Lists of instructional steps (and “how-to” books) have been around for a long time, but the fascination with the efficacy of reducing tasks to lists really took off in the 1940s with the advent of Training Within Industry (TWI).
TWI’s “Job Instruction” element was designed to take unskilled workers and quickly bring them up to productive speed on specific narrow tasks, in order to replace the factory workers with broader skill sets who had joined the Army. It worked well — it was key to Allied victory, and went on to be the beginnings of Toyota Lean Manufacturing.
But here is the problem with lists: They are, in essence, a kind of “thought machine.” And while a well-defined list can often achieve greater efficiency in a given process, there are some things, like artistic endeavors, that cannot be reduced to a list. Some activities are far greater than the sum of their technical parts, and a list will not get you there, no matter how precise and exhaustive it may be.
When I was a young bass player, I was put through a “learning process” that was all designed to be “quick and easy.” But at some point this reduced-to-a-list approach actually became an impediment. I had placed too much faith in an external process, and not enough in my own abilities. There was a day when I had to choose between one or the other. There is, of course, a “process” in developing craft, but the really important stuff, i.e., the art of it, no one can really define what that is. The same goes for the arts of teaching and leading.

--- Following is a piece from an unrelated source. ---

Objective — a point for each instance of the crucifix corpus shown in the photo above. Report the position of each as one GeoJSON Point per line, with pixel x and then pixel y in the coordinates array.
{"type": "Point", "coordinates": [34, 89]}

Following a list of steps is completely different from acting purely on your own “gut feeling” and initiative. They are mutually exclusive concepts; you have to pick one approach or the other. Lists have many advantages, but if you become overly dependent upon the graven images of lists, this will inevitably create upper limits of performance; you will never be better than the list. Further, when list machines are elevated to high authority, they have the unfortunate effect of inviting passive, unemotional, “disengaged” machine-like behavior in response. We act as we are acted upon.
Machines in the form of lists have immense appeal. They offer protection from having one’s vulnerability exposed, but that selling point is also their greatest failing. Without the exposure of vulnerability, and its attendant trust energy, there can be no emotional engagement, and without emotional engagement, you cannot achieve top performance. You have to pick either active emotional engagement or passive disengagement. There is no middle. Again, they are mutually exclusive approaches.
However, since lists are so popular, and since so many books and articles conclude with a list of steps that promise to manifest quick improvement, I will do my best to follow that form, thus:
1) Hopefully, this article has created some awareness of the industrial nature — and the inherent limitations — of lists, and you can now see them for the finite limited machines that they are;
2) Instead of offering yet another list-system as a fix, I shall do to you what some great conductors once did to me: I offer my perception of you, seeing you (to the extent that my own consciousness allows) as a divine infinite being with capabilities far beyond what either of us can fully comprehend, and
3) For what it is worth, I give you my permission to act as such.
Now of course we can always share stories of hard experience, and I always like to make people laugh with stories of my “fell-flat-on-my-face-but-learned-something-about-accepting-my-imperfections” experiences. But just publishing a list, and thereby implying that the highest levels of human endeavor can be achieved by following a list of instructions, is counter to all experience. Transcending the safety of lists and systems requires a leap of individual artistic faith, and that leap is one that all great teachers, artists, and leaders must take.